Reaching the more open hillsides, we checked out bushes and scrub and found a cracking male WHINCHAT which perched up before flying off. We then headed off for a welcome drink which again was wonderful in the sunshine.
It was then time to head to the coast and our rendezvous for an evening boat trip to Coquet Island. Unfortunately by now, the cloud has built up from the west and a few drops of rain started to fall as we birded along the coast.
OYSTERCATCHERS and COMMON EIDER fed along the shoreline and a CURLEW probed for food in a rock pool. The rain fell heavier as we parked up and we felt the trip would be cancelled. A phone call was made to the skipper and he was happy to go ahead so we donned waterproofs and met on the quay.
We headed off at 6.30pm with rain falling steadily but luckily sea conditions were still. As we neared the island lots of PUFFINS were seen and eventually we picked up our first ROSEATE TERN on the beach. With some careful manoeuvring from the skipper, we managed to get close in and get stunning views of up to 10 birds.
FULMAR, COMMON, SANDWICH and ARCTIC TERNS were seen also and as we enjoyed the terns the rain stopped briefly. It was then time to head back and as we neared the harbour we were surprised to find four female GOOSANDER close-by.
It was time to head back to Seahouses where we dumped our gear and headed straight in for dinner which was very welcome after the sea air!
Monday 27th June 2016
The day was bright and sunny although the wind was stronger but thankfully the rain had passed through overnight.

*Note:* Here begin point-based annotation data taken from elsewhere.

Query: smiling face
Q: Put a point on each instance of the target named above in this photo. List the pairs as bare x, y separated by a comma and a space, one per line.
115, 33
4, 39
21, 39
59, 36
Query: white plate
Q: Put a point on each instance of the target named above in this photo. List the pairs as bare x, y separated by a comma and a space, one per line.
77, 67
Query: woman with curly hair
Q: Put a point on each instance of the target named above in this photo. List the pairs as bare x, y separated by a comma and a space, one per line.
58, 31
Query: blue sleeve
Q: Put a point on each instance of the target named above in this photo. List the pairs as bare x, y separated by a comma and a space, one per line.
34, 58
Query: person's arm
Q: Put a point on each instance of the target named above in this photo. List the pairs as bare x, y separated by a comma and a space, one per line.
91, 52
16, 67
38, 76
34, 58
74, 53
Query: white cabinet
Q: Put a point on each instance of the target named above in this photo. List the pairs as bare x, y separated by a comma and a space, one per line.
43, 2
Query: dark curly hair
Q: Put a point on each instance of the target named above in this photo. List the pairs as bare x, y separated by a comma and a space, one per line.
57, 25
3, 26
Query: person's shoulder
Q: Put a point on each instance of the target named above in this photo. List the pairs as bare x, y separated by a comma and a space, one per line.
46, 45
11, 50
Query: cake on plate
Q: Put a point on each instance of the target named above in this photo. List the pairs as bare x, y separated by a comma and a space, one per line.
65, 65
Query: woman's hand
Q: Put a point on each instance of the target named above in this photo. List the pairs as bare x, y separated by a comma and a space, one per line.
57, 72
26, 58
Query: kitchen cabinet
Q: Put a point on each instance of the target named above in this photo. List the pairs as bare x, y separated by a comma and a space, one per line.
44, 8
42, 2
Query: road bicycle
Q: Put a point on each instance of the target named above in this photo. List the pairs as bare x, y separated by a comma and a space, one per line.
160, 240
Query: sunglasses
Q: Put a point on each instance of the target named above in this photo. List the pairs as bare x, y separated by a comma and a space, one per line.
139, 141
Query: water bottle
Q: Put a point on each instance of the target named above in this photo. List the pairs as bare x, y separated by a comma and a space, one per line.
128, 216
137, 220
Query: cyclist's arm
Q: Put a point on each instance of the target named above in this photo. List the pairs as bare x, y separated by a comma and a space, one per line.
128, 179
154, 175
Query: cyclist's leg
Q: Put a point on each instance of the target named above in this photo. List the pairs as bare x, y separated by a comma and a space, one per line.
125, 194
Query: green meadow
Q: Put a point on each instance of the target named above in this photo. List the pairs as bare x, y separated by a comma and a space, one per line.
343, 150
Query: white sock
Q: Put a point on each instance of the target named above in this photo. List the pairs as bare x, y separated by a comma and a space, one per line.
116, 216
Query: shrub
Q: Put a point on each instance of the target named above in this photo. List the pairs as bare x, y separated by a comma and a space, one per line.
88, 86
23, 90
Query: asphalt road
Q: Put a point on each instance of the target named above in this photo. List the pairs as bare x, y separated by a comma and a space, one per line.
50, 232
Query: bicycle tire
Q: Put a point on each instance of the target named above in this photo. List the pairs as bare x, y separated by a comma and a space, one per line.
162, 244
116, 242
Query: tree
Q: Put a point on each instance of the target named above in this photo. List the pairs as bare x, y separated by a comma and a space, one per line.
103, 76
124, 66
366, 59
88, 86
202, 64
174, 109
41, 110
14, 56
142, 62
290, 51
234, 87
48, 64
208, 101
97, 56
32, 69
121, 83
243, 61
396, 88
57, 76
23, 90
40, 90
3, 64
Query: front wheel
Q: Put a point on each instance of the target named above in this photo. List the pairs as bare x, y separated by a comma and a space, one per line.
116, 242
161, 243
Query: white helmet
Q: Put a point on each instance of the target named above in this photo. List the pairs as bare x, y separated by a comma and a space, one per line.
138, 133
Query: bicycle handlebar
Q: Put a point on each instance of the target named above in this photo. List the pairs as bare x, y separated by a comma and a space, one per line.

After breakfast we said our goodbyes to Seahouses and began the first part of our journey home. We stopped off at Wansbeck Estuary to look for a Bonaparte's Gull that had recently taken up residence. On arrival, we found a few BLACK-HEADED GULLS plus COMMON TERNS, MUTE SWAN and GREY HERONS feeding on the dropping tide.
Despite a thorough search, we could not find our target, although just as we were about to leave, Steve spotted a gull flying westwards which landed out on the mud. We got it in our scopes and it was the BONAPARTE'S GULL!
We enjoyed good views of this North American visitor and picked out all the relevant ID features before wandering back up to the van.
It was then time to head for home and along the way we saw many COMMON BUZZARDS, KESTRELS and a few RED KITES.
We arrived back mid- evening after what had been a superb tour with great birds, great locations and a lovely bunch of customers!